The Red Sox identified BC as a possible location for the auxiliary site and soon farm director Ben Crockett, general manager Chaim Bloom and president Sam Kennedy were all talking with Gambino. After giving the team a couple tours of the facility, Gambino left the final talks up to the executives.
“I said to them I’ll do what I can to help but this isn’t my decision in a time like this,” Gambino said. “This is for Sam Kennedy, (BC president Father William) Leahy, the mayor.”
Ultimately, team and the school were able to reach an arrangement and some members of the organization on July 4 began training at Pellagrini Diamond.
“They’ve been terrific even considering our request to try and go up there as part of spring training,” Kennedy told reporters last month. “We have a long-term relationship with Father Leahy and coach Gambino.”
During summer camp, the Red Sox primarily used the field for their pitchers’ work outs and their taxi squad.
“They did PFP, they did BP, they didn’t scrimmage, but it was a secondary site,” Gambino said. “The reviews we got of it were awesome.”
BC is one of a few colleges that got called on to be secondary sites for summer camp.
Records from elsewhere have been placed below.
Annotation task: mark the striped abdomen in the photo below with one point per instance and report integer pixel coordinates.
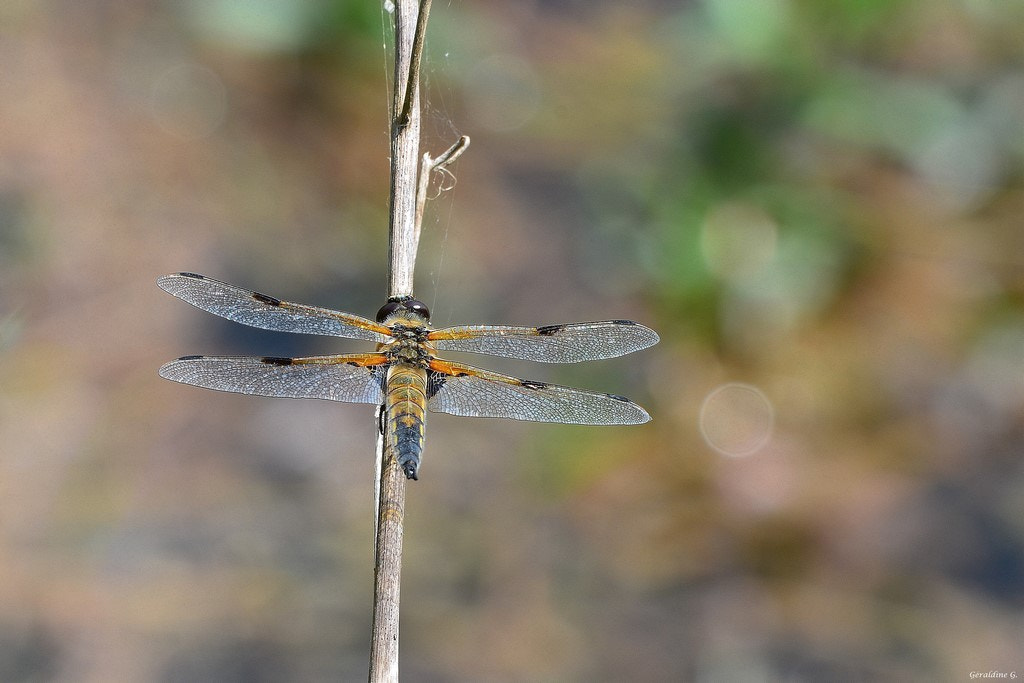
(406, 404)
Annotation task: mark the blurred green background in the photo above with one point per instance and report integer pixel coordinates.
(817, 204)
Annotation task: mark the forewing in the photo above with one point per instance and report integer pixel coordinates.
(459, 389)
(356, 378)
(553, 343)
(260, 310)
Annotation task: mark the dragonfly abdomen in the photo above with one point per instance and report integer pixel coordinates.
(406, 414)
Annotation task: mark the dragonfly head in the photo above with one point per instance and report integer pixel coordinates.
(403, 306)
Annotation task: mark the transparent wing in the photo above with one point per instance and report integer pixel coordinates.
(356, 378)
(553, 343)
(459, 389)
(260, 310)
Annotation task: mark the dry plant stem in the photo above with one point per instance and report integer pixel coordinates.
(410, 18)
(428, 166)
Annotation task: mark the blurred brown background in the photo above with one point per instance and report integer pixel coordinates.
(817, 204)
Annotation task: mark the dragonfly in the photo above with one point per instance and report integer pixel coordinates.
(404, 376)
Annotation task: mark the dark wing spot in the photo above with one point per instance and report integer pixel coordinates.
(263, 298)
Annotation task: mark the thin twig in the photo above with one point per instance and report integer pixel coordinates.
(410, 18)
(413, 82)
(428, 166)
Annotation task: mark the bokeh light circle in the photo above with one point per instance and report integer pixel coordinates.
(736, 419)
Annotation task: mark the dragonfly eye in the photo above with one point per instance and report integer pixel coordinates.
(418, 307)
(387, 310)
(399, 305)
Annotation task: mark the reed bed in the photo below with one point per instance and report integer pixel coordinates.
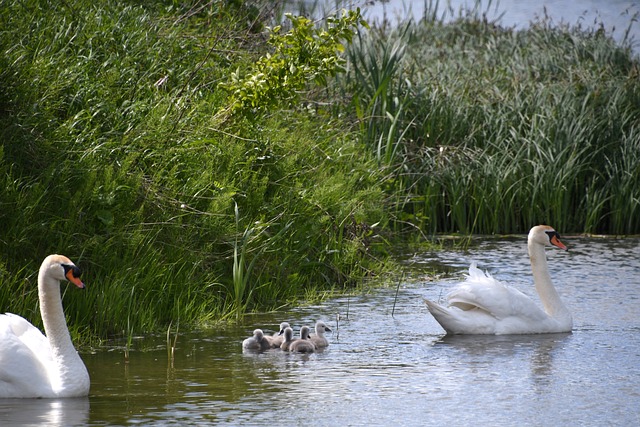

The Astros trained at Houston’s Schroeder Park, where the Cougars also recently opened an impressive new baseball training facility. The Angels (Long Beach State), Dodgers (Southern California) and Rockies (Metro State) all used local college facilities as well.
Every college that got selected as an auxiliary site for summer camp can rightfully feel pride that an MLB team chose to send its players there. Like BC, Long Beach and Houston both recently made significant investments – Houston building a state-of-the-art training facility and Long Beach renovating Blair Field and constructing an expansive hitting facility.
But Long Beach, Houston and USC have all hosted NCAA Tournament games at their stadiums. Blair Field and Dedeaux Field are two of the more storied venues in college baseball. BC, meanwhile, was just a few years ago still playing its games on a field that doubled in the fall as a tailgating lot.
Gambino has been the head coach at his alma mater for the last decade. In that time, BC reached super regionals and has produced seven big leaguers. That success largely came while playing with subpar facilities.
“I’ve had multiple coaches in our league say something to the effect of, ‘You should never win a game with the facilities you have,’” Gambino said. “Multiple coaches say that in some way, shape or form. But the fact is in three of the last four years, we made ACC Tournament.”
As the MLB season begins this week, the Red Sox are moving their secondary training site to McCoy Stadium in Pawtucket. While the big leaguers are moving on, the future is bright for the Eagles.
BC next year has a trio of players with a real chance to be drafted in at least the top 50 picks, if not the first round. Outfielder Sal Frelick is the class’ standout and could go as high as the top 10. Righthander Mason Pelio has a strong pedigree and last year was a part of USA Baseball’s Collegiate National Team. He touched 99 mph in a bullpen this spring during the shutdown. Infielder Cody Morrissette has a strong track record as a hitter and last summer impressed in the Cape Cod League.
That class of players committed to BC before the new stadium. Now, once the Frates Center opens this fall, BC will have the best facilities in the Northeast and have caught up in the ACC arms race. The improvement hasn’t gone unnoticed, especially following the Red Sox holding summer camp at Pellegrini Field.
For everyone associated with the Eagles, it is a remarkable sign of growth for the program.
“The idea that we can practice when we need to practice and do what we need to do, we’re still getting used to that,” Gambino said.